Coming back to Fila’s remixes, which allowed them to also flirt with pop (Sneaker Pimps), trip hop (Moloko), Dutch jazz techno (Gerd), and Japanese acid jazz (United Future Organization), Fila were chameleons of sound who reigned for a time in the border countries of the ‘90s sonic revolution, conducting the waves of tumult.
The best place to collect Fila’s remixes is the double remix album, Brazillification (Remixes 95-99), which includes a version of their ‘Climbing Up the Walls’ remix.
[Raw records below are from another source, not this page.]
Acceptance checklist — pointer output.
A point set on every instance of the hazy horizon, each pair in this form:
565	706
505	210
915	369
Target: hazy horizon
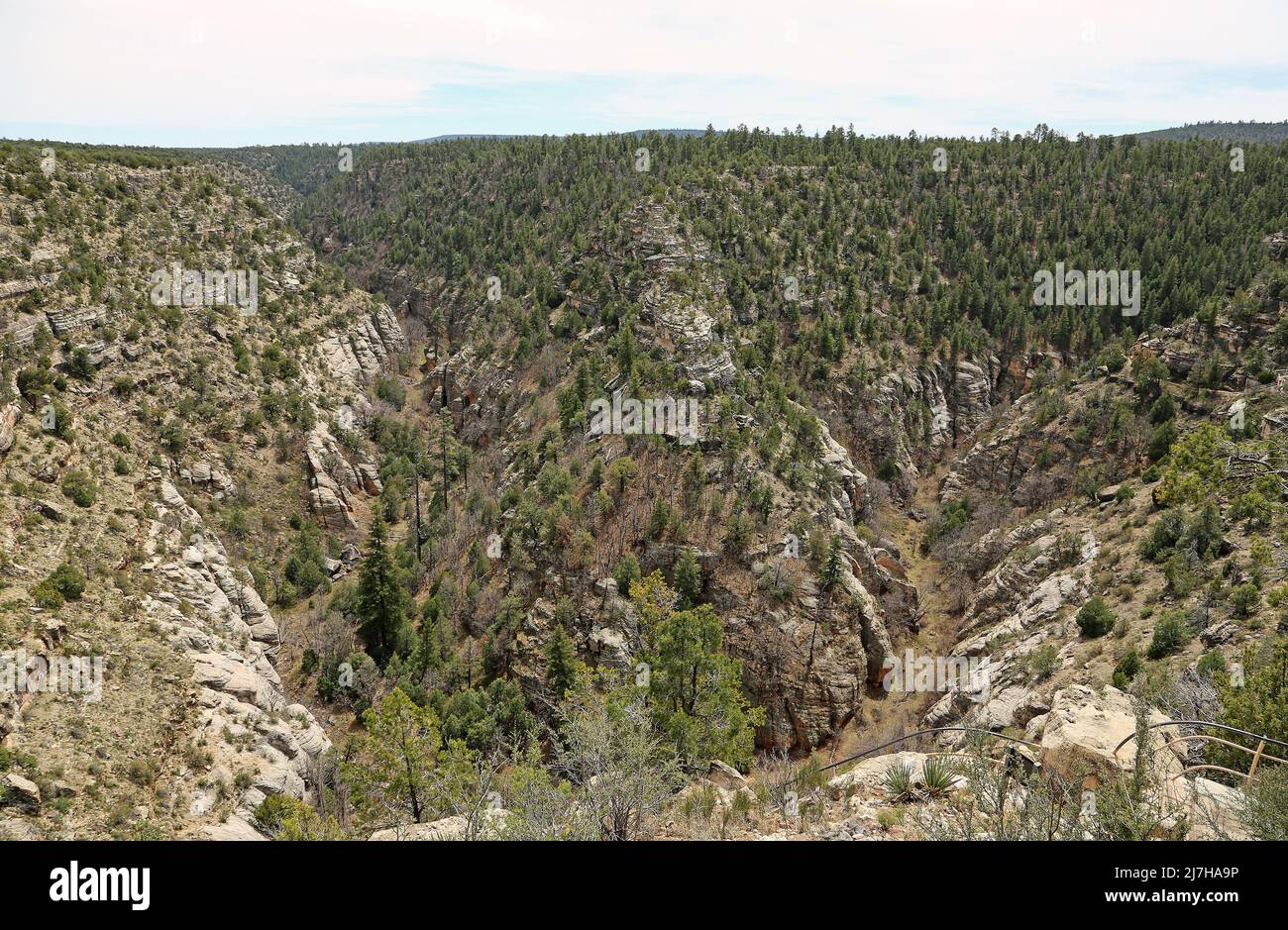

Three of the best remixes featured on the compilation are their mixes for Mellow (‘Mellow’), Euphoria (‘Delirium’), and Black Uhuru (‘Boof 'n' Baff 'n' Biff’).
In one last wrinkle, however, for the trainspotters out there, Fila’s original remix of ‘Climbing Up the Walls,’ which is more dubby their latter second mix, is only on vinyl and Radiohead’s ‘Karma Police’ and ‘Lucky’ CD singles.
****On the handful of artist samples used on Luck, two of the best and most prominent are KC & The Sunshine Band’s ‘I’m Your Boogie Man’ on ‘Do the Hale-Bopp,’ and Can’s ‘Moonshake’ on ‘Van Allens Belt.’ These cherry-picked jangles and bass-slaps add just the right resonance of cultural vim.